The period of frigid weather that hit Eastern Europe in early January of this year closed down shipping on the Danube River, one of Europe’s most important inland shipping routes. River ice caused transportation authorities in Romania, Bulgaria, Serbia, Hungary and Slovakia to stop river traffic in order to prevent accidents, causing losses of tens of millions of euros in the region.
The unusually severe weather conditions, however, allowed the Romanian river authorities, the River Administration of the Lower Danube (AFDJ), to extensively test a space-enabled service currently being developed to monitor conditions on the busy river.
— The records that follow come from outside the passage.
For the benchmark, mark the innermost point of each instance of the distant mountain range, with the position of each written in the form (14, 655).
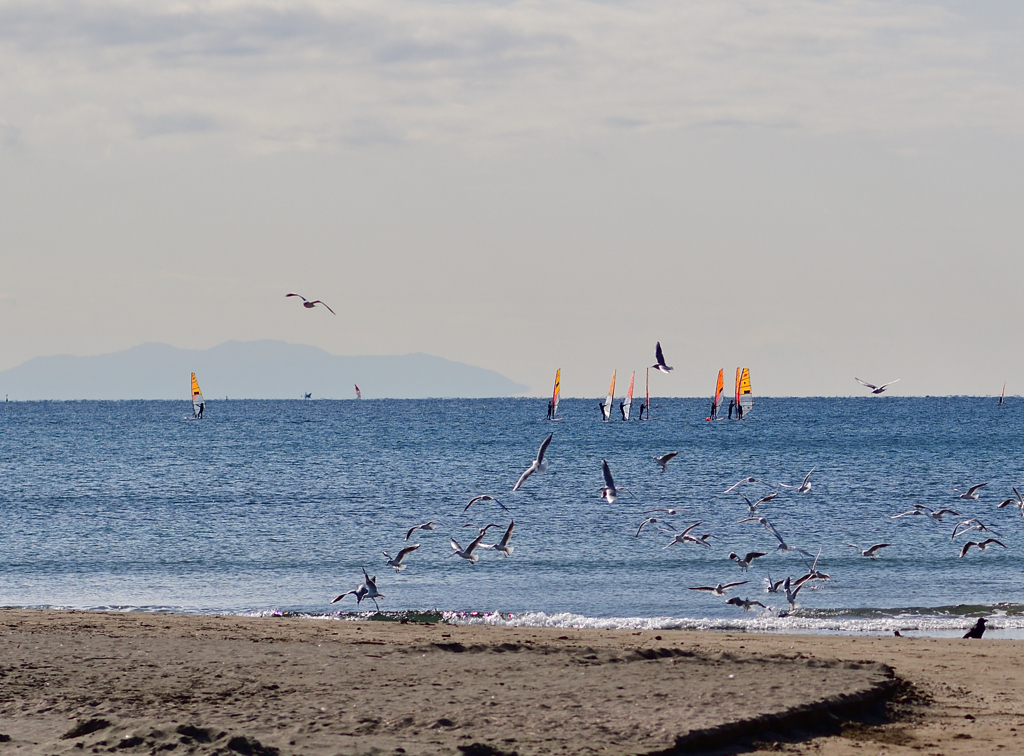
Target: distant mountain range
(249, 370)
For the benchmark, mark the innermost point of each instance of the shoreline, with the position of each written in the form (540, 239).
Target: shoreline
(291, 686)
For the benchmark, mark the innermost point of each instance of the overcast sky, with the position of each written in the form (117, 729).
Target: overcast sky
(816, 191)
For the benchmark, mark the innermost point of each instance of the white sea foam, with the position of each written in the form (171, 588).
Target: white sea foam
(1000, 626)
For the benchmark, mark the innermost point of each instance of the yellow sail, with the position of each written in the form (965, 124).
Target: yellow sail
(198, 403)
(745, 396)
(556, 393)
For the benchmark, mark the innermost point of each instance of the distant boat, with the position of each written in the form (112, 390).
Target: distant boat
(628, 404)
(609, 400)
(555, 395)
(646, 405)
(744, 399)
(199, 405)
(719, 387)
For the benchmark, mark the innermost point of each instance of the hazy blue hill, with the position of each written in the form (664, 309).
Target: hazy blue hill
(248, 370)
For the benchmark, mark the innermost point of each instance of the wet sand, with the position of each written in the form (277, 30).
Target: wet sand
(96, 682)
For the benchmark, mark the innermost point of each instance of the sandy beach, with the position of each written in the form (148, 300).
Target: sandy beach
(73, 682)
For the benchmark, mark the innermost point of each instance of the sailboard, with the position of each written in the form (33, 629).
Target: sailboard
(628, 405)
(744, 399)
(718, 394)
(606, 408)
(647, 395)
(555, 395)
(199, 405)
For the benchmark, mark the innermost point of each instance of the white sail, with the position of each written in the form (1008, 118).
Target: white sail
(628, 405)
(609, 400)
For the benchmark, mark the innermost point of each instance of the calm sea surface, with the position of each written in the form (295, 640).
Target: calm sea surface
(275, 506)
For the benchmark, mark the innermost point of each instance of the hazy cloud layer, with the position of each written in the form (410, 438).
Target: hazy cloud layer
(284, 75)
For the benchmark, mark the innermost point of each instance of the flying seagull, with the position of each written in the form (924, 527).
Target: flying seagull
(396, 561)
(309, 305)
(609, 491)
(870, 552)
(538, 465)
(484, 497)
(659, 360)
(745, 561)
(664, 460)
(366, 589)
(875, 389)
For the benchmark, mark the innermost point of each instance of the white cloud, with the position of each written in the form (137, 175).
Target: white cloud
(275, 75)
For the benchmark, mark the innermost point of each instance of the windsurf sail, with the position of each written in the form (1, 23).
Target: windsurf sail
(555, 394)
(199, 405)
(628, 405)
(744, 399)
(719, 387)
(647, 395)
(606, 408)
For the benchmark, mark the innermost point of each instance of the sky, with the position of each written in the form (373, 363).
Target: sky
(816, 191)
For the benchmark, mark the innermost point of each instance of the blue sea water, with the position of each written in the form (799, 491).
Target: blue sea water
(276, 506)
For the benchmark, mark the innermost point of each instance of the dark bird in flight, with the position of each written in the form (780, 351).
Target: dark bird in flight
(309, 305)
(875, 389)
(659, 359)
(978, 630)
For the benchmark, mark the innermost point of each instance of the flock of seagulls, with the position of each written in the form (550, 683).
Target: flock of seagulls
(659, 520)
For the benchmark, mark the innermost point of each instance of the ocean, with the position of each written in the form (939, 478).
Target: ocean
(267, 507)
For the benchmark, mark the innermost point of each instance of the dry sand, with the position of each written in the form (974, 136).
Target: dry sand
(93, 682)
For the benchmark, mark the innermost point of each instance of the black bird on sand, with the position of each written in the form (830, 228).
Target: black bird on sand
(978, 630)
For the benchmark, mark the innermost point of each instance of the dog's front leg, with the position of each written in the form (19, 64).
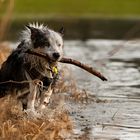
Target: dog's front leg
(45, 98)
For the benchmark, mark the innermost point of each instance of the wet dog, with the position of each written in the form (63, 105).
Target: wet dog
(29, 75)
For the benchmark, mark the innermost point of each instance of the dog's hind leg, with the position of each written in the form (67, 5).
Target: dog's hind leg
(32, 96)
(33, 88)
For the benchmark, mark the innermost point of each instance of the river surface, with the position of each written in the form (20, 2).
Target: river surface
(121, 92)
(117, 115)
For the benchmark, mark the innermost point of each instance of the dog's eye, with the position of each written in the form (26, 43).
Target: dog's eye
(59, 45)
(47, 44)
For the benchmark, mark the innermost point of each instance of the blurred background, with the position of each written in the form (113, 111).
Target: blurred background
(103, 33)
(82, 19)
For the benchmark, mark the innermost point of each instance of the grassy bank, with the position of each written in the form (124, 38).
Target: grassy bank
(88, 8)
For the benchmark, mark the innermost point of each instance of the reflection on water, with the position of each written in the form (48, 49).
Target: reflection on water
(122, 90)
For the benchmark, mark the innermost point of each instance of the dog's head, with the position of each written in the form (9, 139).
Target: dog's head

The new river monitoring system, the development of which is being supported by ESA through the ARTES Integrated Applications Programme, enhances the existing system RORIS (Romanian River Information System), Romania’ s national system for traffic management. It takes advantage of very high resolution Synthetic Aperture Radar (SAR) data supplied by COSMO-SkyMed, a constellation of four Earth Observation satellites operated by ASI, the Italian Space Agency. This constellation passes over this region of Eastern Europe some four times a day, meaning the SAR data can provide near real-time observation of river conditions.
As part of the IAP Demonstration Project, Bucharest-based Rartel S.A., together with consortium partner e-Geos (Italy), is developing and testing special algorithms based on COSMO-SkyMed data that detects sand banks, an issue that arises mostly in the summer months when river water levels are low, and ice banks in the winter. When the system is fully deployed, AFDJ will be able to determine the location and shape of these impediments to navigation and will have a robust and cost-effective communication system, based on satellite technology, to disseminate this information to end users.
“The challenge the river authorities face is to be able to warn skippers in advance of dangerous navigation conditions, so that they can remain at dock or can reschedule their journey using an optimised route,” says Dan Istriteanu, the project manager from Rartel. “It is especially important to avoid situations where vessels in transit are blocked by ice formations or get stranded on sandbanks in shallow water areas. This can cause bottlenecks in river traffic and raise the risk of collisions and other kinds of dangerous accidents.”
“The unusual winter conditions certainly demonstrated for us how useful the new system will be,” Romeo Soare, Head of the Giurgiu Branch at AFDJ. “We keenly look forward to further validation of the system and its comprehensive deployment in 2018.”
While the AFDJ will be the first beneficiary of the river monitoring system, it could also in due time be used directly by the skippers themselves, Dan Istriteanu points out. And while the system will initially be deployed in Romania, it could also be used by other countries along the Danube, Bulgaria, Serbia, Hungary and Slovakia.